Door de grotere wrijving boven land neemt niet alleen de windsnelheid af, maar ook de Corioliskracht.
Dat is de kracht die wordt veroorzaakt door de draaiing van de aarde. Zuidwestelijke winden op zee draaien, zodra ze op het land komen, naar zuid tot zuidwest. Dit noemen we ook wel het krimpen van de wind: de wind draait tegen de wijzers van de klok in. Op de plek waar de grootste verandering van windrichting plaatsvindt, ontstaat een convergentielijn. Dit is een lijn waarop de lucht stijgt. Zowel het afnemen van de windsnelheid door de weerstand als het veranderen van de windrichting zodra de wind boven land komt, leiden tot sterke stijgende luchtbewegingen. En stijgende luchtbewegingen veroorzaken uiteindelijk buienvorming.

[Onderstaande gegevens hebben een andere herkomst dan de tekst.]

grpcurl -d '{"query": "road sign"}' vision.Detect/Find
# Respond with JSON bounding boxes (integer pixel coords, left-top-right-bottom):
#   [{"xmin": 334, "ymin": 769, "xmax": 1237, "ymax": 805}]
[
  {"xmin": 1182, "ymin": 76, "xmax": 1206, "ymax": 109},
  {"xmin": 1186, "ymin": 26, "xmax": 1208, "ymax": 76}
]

Morgen lokaal een tiental millimeter regen
Dit alles lijkt ook morgen, vrijdag, te gebeuren in de kustprovincies en misschien dat je er ook in het midden van het land iets van merkt. Een lagedrukgebied staat aan de basis van het wisselvallige weer en trekt heel langzaam via Engeland en de Noordzee oostwaarts. Op sommige plaatsen vallen stevige buien met onweer. Vooral in de middag neemt de activiteit van de buien toe en kan makkelijk 10 tot 30 millimeter regenwater vallen in het westen en noorden van het land. Lokaal komt het misschien wel tot meer neerslag. In het oosten en zuidoosten – met name Twente, de Achterhoek, het oosten van Brabant en Limburg – kan het daarentegen zo goed als droog blijven. Met hier ook iets meer zon dan elders.
Na het weekend droog
Zaterdag verandert hierin nog weinig. Het lagedrukgebiedje blijft “plakken”. Opnieuw zijn de kustprovincies het meest gevoelig voor (fikse) buien met onweer. Op zondag is de depressie weg en trekken ook de buien geleidelijk naar Duitsland weg. Ze lijken dan overigens minder actief te worden. En later, in de avond, zien we vanaf zee de luchtdruk stijgen en klaart het op. Dit is het startsein van een droge week met later ook iets hogere temperaturen. Wie weet krijgen we een septemberzomer of iets wat hier op lijkt…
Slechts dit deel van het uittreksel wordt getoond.